As Charles went off to get dressed, Paavo checked for messages. Angie should have called from the airport to tell him which flight she’d be taking home.

There were no new messages.

He phoned Da Vinci’s one more time to see if Angie and Cat were there.

Once again there was no answer.

 

“You know nothing about women’s clothes, Father.” Angie tried to be kind. He wanted to be helpful, after all. Still, she couldn’t hide how ludicrous she felt in her outfit.

“Fashion is my least concern. I wanted to be able to get you both out of here without being reported to my superiors for indecent behavior. It’s going to be hard enough explaining to the manager why you came here.”

“We told him we needed help,” Angie said.

“I know,” he said. “Still . . . ” The priest had to suppress a chuckle as he looked at them.

When the women arrived, they immediately decided several things. Daniel needed to get them clothes and a place to hide as soon as possible. When the restaurant opened for lunch, he’d get their passports from Bruno and immediately help them get to the airport.

In the middle of the night, he left them to go to a church-run homeless shelter, concocting a story about two women who had lost everything in a fire. The female night attendant was cajoled into picking out clothes, including shoes and undergarments.

When he was asked to describe the women’s size and height, he froze. If he described what the two really looked like, he could find himself in big trouble. They were two of the most attractive women he’d seen in his life. Just thinking about their somewhat revealing state of dress when they arrived at his place, he knew he was going to spend a lot of time on his knees in the confessional.

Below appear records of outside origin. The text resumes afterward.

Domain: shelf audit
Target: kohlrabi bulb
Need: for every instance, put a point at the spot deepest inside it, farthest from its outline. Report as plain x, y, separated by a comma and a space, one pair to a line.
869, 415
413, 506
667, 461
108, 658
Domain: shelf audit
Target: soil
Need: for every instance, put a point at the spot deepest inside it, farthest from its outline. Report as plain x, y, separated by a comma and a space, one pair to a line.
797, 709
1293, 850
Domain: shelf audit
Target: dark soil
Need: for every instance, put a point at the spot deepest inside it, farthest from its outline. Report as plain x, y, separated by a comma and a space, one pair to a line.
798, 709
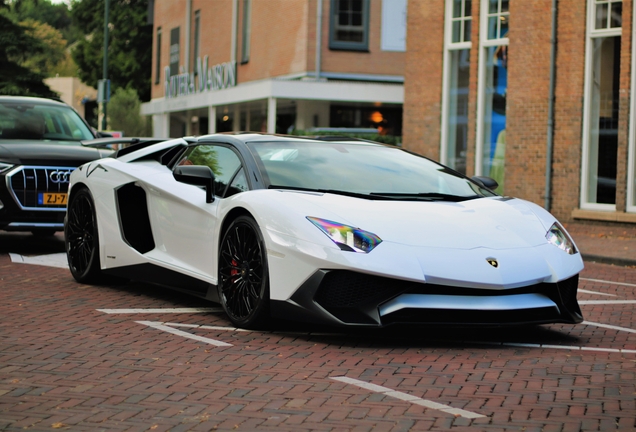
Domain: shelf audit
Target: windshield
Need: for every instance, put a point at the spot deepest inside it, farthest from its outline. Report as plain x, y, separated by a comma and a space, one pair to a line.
366, 169
31, 121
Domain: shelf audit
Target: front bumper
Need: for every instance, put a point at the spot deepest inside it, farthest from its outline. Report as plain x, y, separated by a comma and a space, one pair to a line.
343, 297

He only took comfort remembering the words of a much loved older priest who was once asked how long it took for a man to become used to being celibate. “About three days after he’s dead,” was the honest reply.

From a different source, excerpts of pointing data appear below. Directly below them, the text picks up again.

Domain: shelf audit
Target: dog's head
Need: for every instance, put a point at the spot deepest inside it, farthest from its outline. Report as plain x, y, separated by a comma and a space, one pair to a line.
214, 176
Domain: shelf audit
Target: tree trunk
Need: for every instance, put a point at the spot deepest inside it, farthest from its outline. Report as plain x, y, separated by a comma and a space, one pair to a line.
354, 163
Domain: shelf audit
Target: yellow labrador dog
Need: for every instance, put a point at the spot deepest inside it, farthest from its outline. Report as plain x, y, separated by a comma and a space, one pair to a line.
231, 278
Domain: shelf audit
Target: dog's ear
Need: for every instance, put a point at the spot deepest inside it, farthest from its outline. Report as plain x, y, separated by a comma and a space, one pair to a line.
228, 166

Daniel drew in a deep breath. The church never said the life he chose was easy.

He described the women as elderly, not too fat, and a little over five feet tall. He hoped that sounded innocent enough.

The clothes he was given proved how good an actor he was.

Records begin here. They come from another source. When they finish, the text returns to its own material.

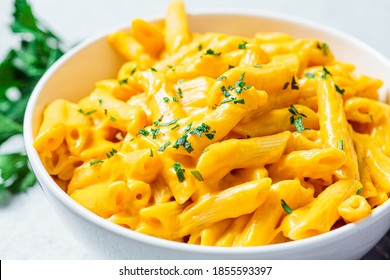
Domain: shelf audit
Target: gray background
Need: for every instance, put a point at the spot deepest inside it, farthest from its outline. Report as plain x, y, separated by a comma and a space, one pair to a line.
28, 227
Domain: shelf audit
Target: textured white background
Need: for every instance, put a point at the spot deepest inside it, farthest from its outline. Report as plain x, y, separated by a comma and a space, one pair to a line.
28, 227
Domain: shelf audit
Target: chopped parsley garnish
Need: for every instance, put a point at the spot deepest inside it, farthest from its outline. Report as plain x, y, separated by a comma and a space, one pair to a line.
285, 207
123, 81
211, 52
205, 129
225, 91
155, 132
144, 132
296, 118
341, 145
339, 90
242, 46
323, 47
197, 175
182, 141
111, 153
310, 75
179, 171
220, 78
95, 162
163, 147
166, 99
169, 123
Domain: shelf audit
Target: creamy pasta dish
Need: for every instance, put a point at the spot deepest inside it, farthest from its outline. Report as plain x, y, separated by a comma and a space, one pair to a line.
222, 140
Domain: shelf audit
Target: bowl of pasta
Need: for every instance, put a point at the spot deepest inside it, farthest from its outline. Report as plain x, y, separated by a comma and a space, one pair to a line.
216, 135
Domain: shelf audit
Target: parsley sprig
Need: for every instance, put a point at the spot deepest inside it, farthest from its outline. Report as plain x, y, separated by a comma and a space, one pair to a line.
20, 70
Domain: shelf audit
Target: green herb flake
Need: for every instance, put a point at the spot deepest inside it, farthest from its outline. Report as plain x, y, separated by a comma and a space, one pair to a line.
341, 145
163, 147
95, 162
182, 141
198, 176
211, 52
179, 171
285, 207
296, 118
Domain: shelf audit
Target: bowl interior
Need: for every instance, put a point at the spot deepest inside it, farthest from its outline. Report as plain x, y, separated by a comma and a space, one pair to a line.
74, 75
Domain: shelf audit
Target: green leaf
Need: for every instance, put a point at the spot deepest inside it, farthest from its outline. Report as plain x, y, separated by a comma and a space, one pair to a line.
9, 128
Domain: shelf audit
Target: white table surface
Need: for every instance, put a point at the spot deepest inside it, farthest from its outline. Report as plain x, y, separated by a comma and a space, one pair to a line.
28, 227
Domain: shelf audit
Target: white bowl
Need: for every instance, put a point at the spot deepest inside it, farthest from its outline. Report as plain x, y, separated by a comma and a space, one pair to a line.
73, 76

Angie wore metallic blue polyester slacks and a top with thick yellow and white horizontal stripes. The clothes were baggy, with the slacks not quite reaching her ankles. Cat’s outfit was brown slacks and a top with little orangey blossoms on a yellow background. Both women wore white sneakers and thick white socks. He didn’t want to think about the unmentionables he also bought for them.

“I’ve never been so humiliated in my life,” Cat said, looking down at herself.

Angie pointed and laughed. “You look so short and stubby.”

Daniel had to agree. For some reason, Cat reminded him of the way children drew mushrooms with dotted tops and boxy brown stems.

“Anyone who looks like a bumblebee on steroids has no right to point fingers,” Cat retorted. The two sisters beamed death stares at each other.

“Ladies,” Father Daniel said, holding up his hands, “we’ve got to get out of here before more people start milling around. You should put on the rest of your things so we can get going.”

He had also bought wool overcoats and head scarves. Cat studiously inspected the coat for lice, moths, or other bugs before putting it on. They covered their hair with the scarves, knotting them under their chins.